By Lyra Bordelon
The Greenbrier Valley Airport is preparing to respond to another round of inquires from the Federal Aviation Administration (FAA) about former administration. The questions are a followup after the airport previously submitted responses to FAA inquires in May, detailing concerns from former airport director Stephen Snyder about the administration before him and the airport being in “violation of their Federal Grant Obligations as it relates to operations of the Airport.”
“The airport is continuing to cooperate with the inquiries the Federal Aviation Administration poses to us,” explained Airport Authority Chair Deborah Phillips. “We will do that to the best of our ability.”
After Snyder took over as airport director, he began to investigate previous activities at the airport, ultimately contacting federal authorities. A case was opened by the Federal Bureau of Investigation (FBI) before June 2016, when Snyder was deemed the contact on behalf of the airport. However, the investigation does not continue at the federal level – in a letter to Snyder dated September 1, 2017, a victim specialist with the FBI confirmed their role in the investigation was over.
“This letter is to provide you with an update about the case for which you were previously referred to the FBI’s Victim Assistance Program,” reads the letter. “At this time, the FBI has closed its investigation in the above referenced case (Case Number 194B-PG-6752308).
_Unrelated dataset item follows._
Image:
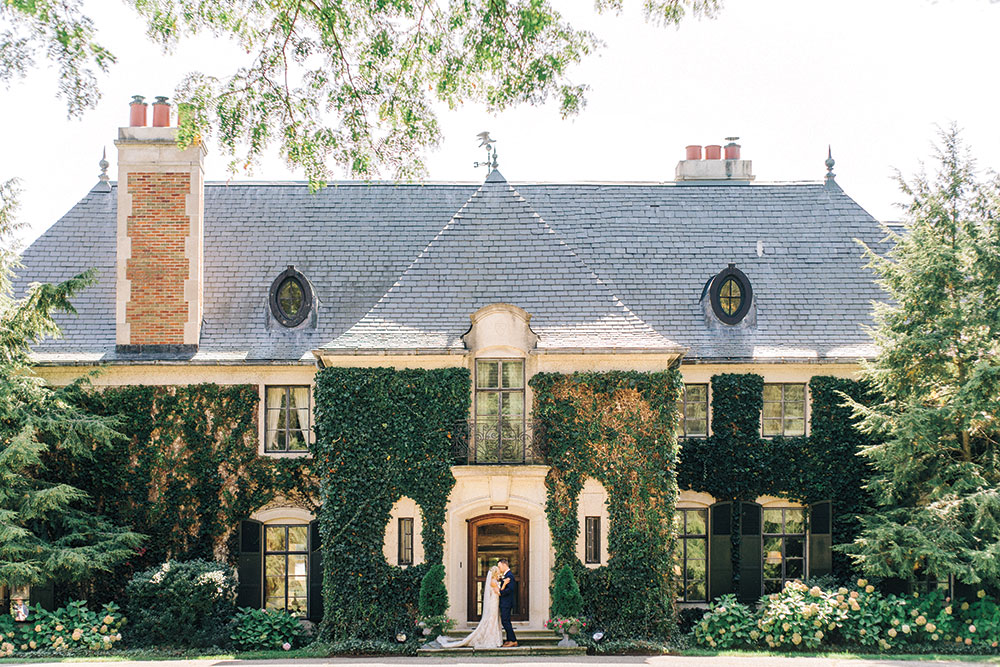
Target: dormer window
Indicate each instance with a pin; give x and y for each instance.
(291, 298)
(731, 295)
The decision to close the case does not lessen the important contribution you made to the investigation. Your assistance and cooperation were greatly appreciated. The investigation has been closed because the United States Attorney’s Office (USAO) has declined to prosecute.”
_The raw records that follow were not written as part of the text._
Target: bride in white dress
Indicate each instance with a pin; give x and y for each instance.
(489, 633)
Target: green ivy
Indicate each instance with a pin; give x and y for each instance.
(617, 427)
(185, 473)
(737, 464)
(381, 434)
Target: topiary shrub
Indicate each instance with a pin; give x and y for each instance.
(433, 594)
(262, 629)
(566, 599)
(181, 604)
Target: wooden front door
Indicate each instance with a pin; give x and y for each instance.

According to Greenbrier County Commissioner Mike McClung in 2019, the alleged case was passed down to a county-level special prosecutor. In addition, a criminal information filed against McClung also stems from his taking of files from the airport. According to McClung, the files were not viewed by him, but copied and sent to a special prosecutor. At the time of writing, no further information has been made available about the case alleged airport case since January.
Phillips explained personnel would continue to provide the FAA with as much information as possible and needed for their investigation.
“To our knowledge, we have not done anything that we believe has violated any state or federal law,” Phillips said. “Until such time that we find something to that effect, we will continue, but keep in mind that the Internal Revenue Service, the FBI, multiple state auditors have reviewed the records of the Greenbrier Valley Airport and have come to the conclusion that there is nothing there. Our audits have stated we need to do some things to improve our accounting practices, and we have compiled with that request to the best of our ability since 2016.”
The audit findings, as previously reported by the Mountain Messenger’s coverage of Airport Authority meetings, showed the airport did not split their accounting practices as they typically are done. As a result, an outside firm was brought in.
“We don’t have the staff to separate the accounting process, so we have gone out and hired a certified public accounting firm to come in on a monthly basis and review our financial records,” Phillips explained.
In the new request for information, the FAA asked 24 overview followup questions, many of which were split into subsections. These questions include if former airport direction Jerry O’Sullivan and employee Linda Yoak were terminated or if they quit, and what the circumstances of their departure were, and sought information on money transfers to “Oppenheimer” in June 2014, details around reimbursement payments to O’Sullivan, the location of files, identified payments to former employees, lease agreements and payments, and more.
For example, question 24 asks if the termination of O’Sullivan and Yoak had to do with an independent auditor’s 2014 findings.
“Among these findings the independent auditor found that ‘it was determined during this examination that the management of the Authority authorized expenditures that may have been for personal expenses and reimbursements for meals and incidentals above amounts allowed by the Internal Revenue Service.’ Additionally, in the Audit Report for the fiscal year ended June 30, 2014 it was stated that ‘it was determined during our examination that management of the Authority authorized expenditures that may have been for personal expenses.’”
The request also asks three new questions to get the airport authority’s “response to Mr. Snyder’s new allegations and additional information.” Citing a reply to the airport Authority’s response to the previous letter,
“One of these allegations is that the building utilized for GCAA’s FBO was paid for with AIP funding as an Airport Rescue and Fire Fighting structure. With regards to the structure and/or building currently used by the GCAA FBO please indicate whether:
- the FBO is co-located within a structure that is also used for ARFF at LWB;
- AIP funds were used to construct this structure;
- GCAA received approval from the FAA to use part of this structure to host FBO operations. If such approval was received please provide documentary evidence of such approval.Please provide the information and documentation requested under A and B above by no later than January 25, 2021.”
For now, airport staff will continue to provide any information the FAA requests to the best of their ability.
“What the public needs to understand is that anytime any person makes a complaint to an agency, not just to FAA, that agency is required to pursue information that would answer what that compliant would be and the agency with the complaint filed against them, in this case the airport, we also have an obligation to respond to that inquiry,” Phillips said. “This can go on and on and on.”